The critical role of HIBCH in pulmonary arterial hypertension.

Abstract

Lactate produced during glycolysis plays a critical role in pulmonary arterial hypertension (PAH) by mediating protein lactylation and other molecular effects. Targeting lactylation-related signaling holds significant promise for the treatment of PAH. Therefore, we aimed to investigate lactylation-associated gene signatures and identify the critical role of hub genes. Transcriptomics analysis and mendelian randomization (MR) were applied to screen hub lactylation-related genes. 3-hydroxyisobutyryl-CoA hydrolase (HIBCH) was identified as a hub lactylation-related gene. HIBCH was significantly upregulated in platelet-derived growth factor (PDGF) stimulated pulmonary arterial smooth muscle cells (PASMCs) and lung tissues in PAH. MR analysis revealed that HIBCH upregulation correlated with higher PAH risk. Subsequently, the cell viability, proliferation and migration were detected to elucidate the effects of HIBCH on PASMCs.
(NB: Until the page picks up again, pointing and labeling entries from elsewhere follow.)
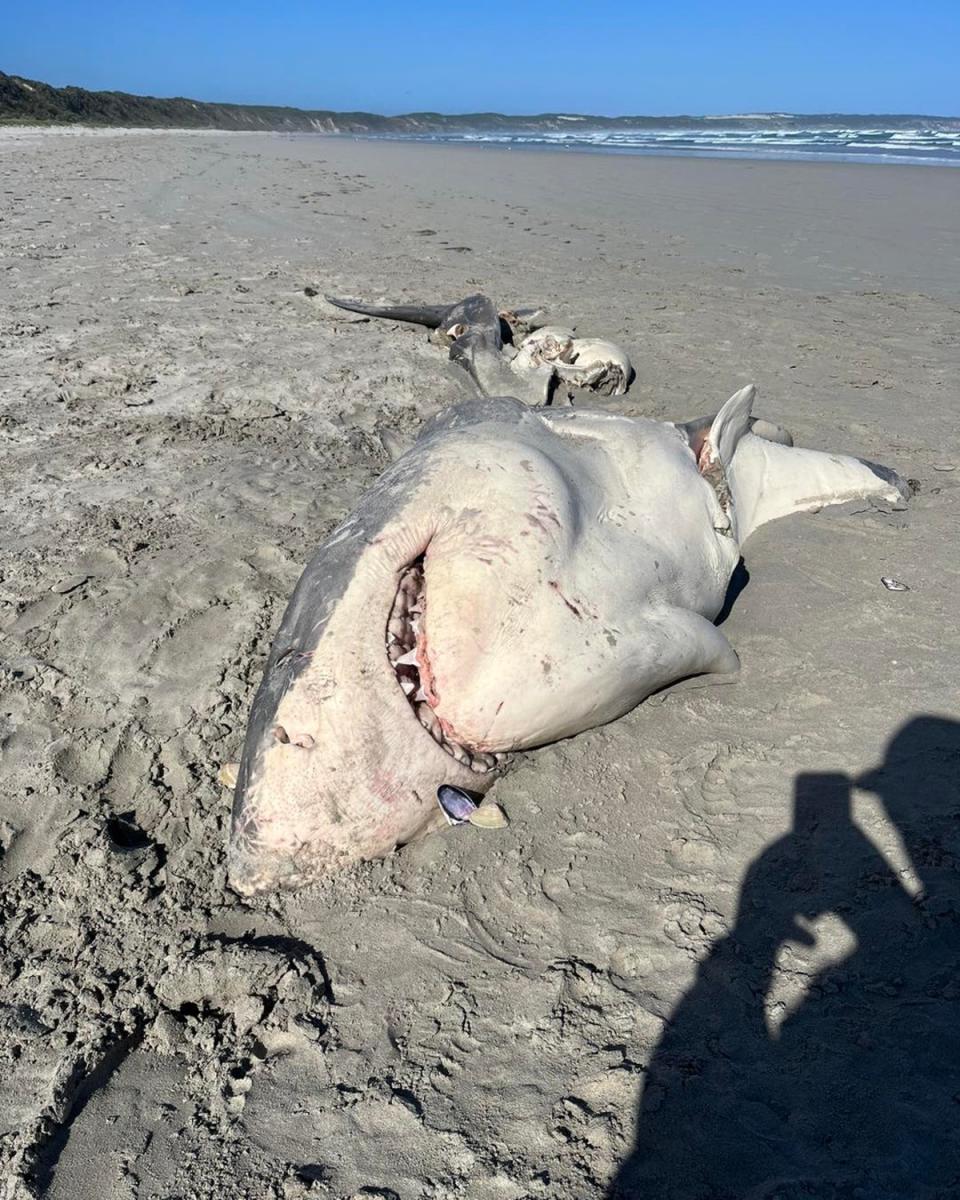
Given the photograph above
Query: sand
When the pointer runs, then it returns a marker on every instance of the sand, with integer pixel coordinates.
(694, 963)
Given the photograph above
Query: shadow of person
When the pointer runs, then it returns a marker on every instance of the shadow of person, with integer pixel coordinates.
(856, 1093)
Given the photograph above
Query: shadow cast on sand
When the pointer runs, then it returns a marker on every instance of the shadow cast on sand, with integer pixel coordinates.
(857, 1093)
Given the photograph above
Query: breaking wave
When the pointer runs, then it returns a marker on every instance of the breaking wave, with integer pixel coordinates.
(924, 147)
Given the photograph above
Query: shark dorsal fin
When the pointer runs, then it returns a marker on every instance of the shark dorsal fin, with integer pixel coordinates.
(717, 449)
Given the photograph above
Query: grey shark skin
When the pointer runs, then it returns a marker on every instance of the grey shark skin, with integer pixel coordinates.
(516, 577)
(475, 331)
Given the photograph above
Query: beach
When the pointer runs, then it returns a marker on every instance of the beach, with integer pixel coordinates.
(484, 1014)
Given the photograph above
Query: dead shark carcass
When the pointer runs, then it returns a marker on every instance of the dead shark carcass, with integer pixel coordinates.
(516, 577)
(513, 352)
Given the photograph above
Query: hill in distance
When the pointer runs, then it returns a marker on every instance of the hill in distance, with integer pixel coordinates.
(28, 101)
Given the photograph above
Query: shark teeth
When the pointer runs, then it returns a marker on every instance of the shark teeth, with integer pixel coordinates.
(402, 640)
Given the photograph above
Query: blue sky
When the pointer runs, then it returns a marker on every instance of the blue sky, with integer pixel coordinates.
(611, 57)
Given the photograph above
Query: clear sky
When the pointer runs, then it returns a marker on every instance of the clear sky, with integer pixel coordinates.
(612, 57)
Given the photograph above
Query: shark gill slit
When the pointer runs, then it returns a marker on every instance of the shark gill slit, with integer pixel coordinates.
(406, 651)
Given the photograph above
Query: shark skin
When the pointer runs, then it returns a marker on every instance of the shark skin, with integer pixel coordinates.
(519, 576)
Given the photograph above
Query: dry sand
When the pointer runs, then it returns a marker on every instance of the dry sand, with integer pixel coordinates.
(479, 1014)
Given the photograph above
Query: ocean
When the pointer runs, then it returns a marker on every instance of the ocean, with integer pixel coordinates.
(877, 145)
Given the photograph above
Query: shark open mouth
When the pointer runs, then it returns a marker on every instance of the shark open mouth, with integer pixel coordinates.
(406, 649)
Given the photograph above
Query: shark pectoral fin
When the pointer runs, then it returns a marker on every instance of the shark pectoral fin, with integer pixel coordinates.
(690, 651)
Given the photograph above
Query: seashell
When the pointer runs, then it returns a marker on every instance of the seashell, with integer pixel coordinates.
(227, 774)
(459, 807)
(489, 816)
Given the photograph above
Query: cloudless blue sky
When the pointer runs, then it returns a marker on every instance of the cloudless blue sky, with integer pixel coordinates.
(550, 55)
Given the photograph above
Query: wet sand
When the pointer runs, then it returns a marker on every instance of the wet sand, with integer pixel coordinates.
(481, 1015)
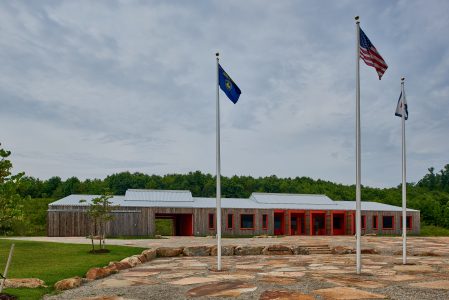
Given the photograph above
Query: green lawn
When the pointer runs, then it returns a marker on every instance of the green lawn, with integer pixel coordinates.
(430, 230)
(54, 261)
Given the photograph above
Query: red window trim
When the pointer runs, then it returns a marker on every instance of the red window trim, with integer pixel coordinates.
(375, 224)
(410, 227)
(392, 223)
(410, 223)
(213, 221)
(265, 225)
(232, 222)
(254, 222)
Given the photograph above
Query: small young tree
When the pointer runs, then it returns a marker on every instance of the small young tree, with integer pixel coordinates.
(99, 212)
(10, 200)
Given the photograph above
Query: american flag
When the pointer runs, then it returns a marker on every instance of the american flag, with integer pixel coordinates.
(370, 55)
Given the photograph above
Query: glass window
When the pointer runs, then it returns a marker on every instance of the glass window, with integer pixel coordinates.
(247, 221)
(409, 222)
(375, 222)
(211, 221)
(387, 222)
(264, 221)
(230, 221)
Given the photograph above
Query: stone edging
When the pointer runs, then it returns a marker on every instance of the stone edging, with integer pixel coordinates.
(150, 254)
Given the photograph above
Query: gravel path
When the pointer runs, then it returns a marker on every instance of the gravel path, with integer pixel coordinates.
(312, 275)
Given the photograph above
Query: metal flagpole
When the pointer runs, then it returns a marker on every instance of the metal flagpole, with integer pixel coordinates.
(404, 182)
(358, 161)
(218, 225)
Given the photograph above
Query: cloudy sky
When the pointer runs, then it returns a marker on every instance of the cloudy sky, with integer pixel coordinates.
(90, 88)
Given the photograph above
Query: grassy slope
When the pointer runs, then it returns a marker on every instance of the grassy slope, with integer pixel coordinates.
(53, 261)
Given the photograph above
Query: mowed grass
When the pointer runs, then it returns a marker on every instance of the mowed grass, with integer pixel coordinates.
(52, 262)
(431, 230)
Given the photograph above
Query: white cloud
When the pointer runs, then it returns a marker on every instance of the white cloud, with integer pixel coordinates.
(90, 88)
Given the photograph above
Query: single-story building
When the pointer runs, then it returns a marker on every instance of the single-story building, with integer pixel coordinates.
(135, 214)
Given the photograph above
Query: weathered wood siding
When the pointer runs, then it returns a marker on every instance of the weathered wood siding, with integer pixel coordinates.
(137, 221)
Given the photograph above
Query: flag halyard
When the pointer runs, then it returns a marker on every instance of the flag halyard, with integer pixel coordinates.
(228, 86)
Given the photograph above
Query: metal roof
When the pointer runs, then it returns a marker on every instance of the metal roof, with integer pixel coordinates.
(74, 200)
(370, 206)
(184, 199)
(297, 199)
(158, 195)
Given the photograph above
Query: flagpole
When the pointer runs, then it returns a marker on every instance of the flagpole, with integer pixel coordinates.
(218, 212)
(404, 182)
(358, 161)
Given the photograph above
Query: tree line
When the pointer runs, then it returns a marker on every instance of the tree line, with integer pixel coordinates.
(430, 195)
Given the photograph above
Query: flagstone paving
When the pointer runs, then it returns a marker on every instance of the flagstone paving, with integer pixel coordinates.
(274, 277)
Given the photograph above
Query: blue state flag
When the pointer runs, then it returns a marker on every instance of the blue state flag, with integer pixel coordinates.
(228, 86)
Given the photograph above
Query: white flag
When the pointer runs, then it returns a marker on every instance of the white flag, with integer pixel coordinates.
(402, 102)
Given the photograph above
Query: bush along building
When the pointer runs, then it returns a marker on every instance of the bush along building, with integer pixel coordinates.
(135, 214)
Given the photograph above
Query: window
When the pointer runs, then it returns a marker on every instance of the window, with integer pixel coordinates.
(246, 221)
(230, 223)
(409, 222)
(375, 222)
(211, 221)
(387, 222)
(264, 221)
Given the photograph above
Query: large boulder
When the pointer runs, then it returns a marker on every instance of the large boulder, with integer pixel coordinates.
(120, 265)
(132, 260)
(225, 250)
(149, 254)
(277, 250)
(196, 251)
(300, 250)
(69, 283)
(169, 252)
(97, 273)
(248, 250)
(340, 250)
(24, 283)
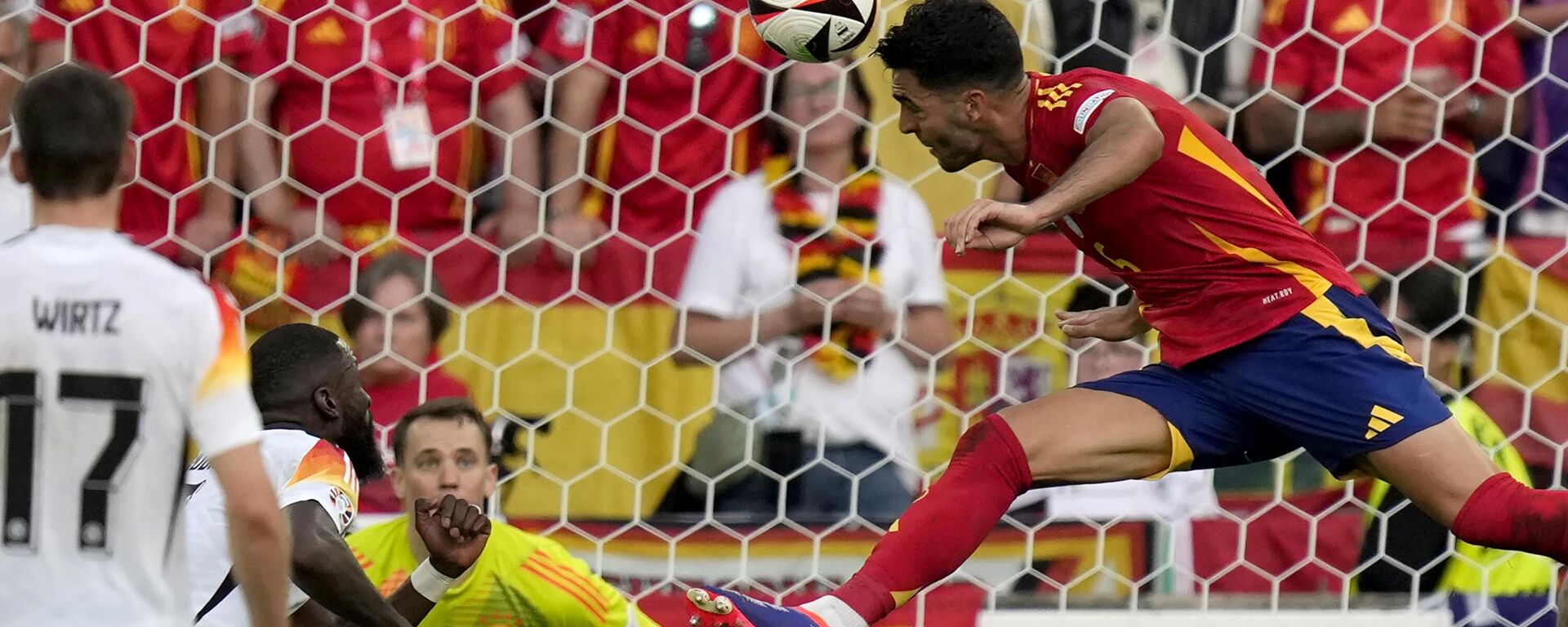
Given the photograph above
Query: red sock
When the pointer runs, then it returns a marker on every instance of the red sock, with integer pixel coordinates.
(1504, 513)
(946, 526)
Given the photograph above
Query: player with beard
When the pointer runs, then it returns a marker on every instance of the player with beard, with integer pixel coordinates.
(317, 444)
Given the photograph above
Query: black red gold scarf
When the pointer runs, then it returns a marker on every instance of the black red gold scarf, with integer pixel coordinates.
(845, 251)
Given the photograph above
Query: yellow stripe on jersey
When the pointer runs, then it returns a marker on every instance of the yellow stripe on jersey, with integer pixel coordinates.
(1321, 311)
(325, 463)
(1198, 151)
(233, 366)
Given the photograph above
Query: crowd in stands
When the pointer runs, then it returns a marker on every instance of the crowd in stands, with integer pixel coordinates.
(392, 165)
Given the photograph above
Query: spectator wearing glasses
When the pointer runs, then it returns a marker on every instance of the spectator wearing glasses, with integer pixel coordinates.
(394, 325)
(692, 102)
(819, 221)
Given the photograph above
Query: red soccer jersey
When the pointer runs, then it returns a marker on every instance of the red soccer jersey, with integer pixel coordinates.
(325, 38)
(1418, 185)
(1200, 237)
(668, 153)
(179, 42)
HIBCH knockdown markedly reduced the PDGF-induced lactate production, proliferation and migration in PASMCs. Further, cyproheptadine was screened as a potential HIBCH inhibitor. Cyproheptadine suppressed PASMCs proliferation and alleviated the monocrataline-induced pulmonary hypertension in vivo. Together, we identified the lactylation-related gene HIBCH as a risk factor for PAH and provided a novel therapeutic candidate for the treatment of PAH.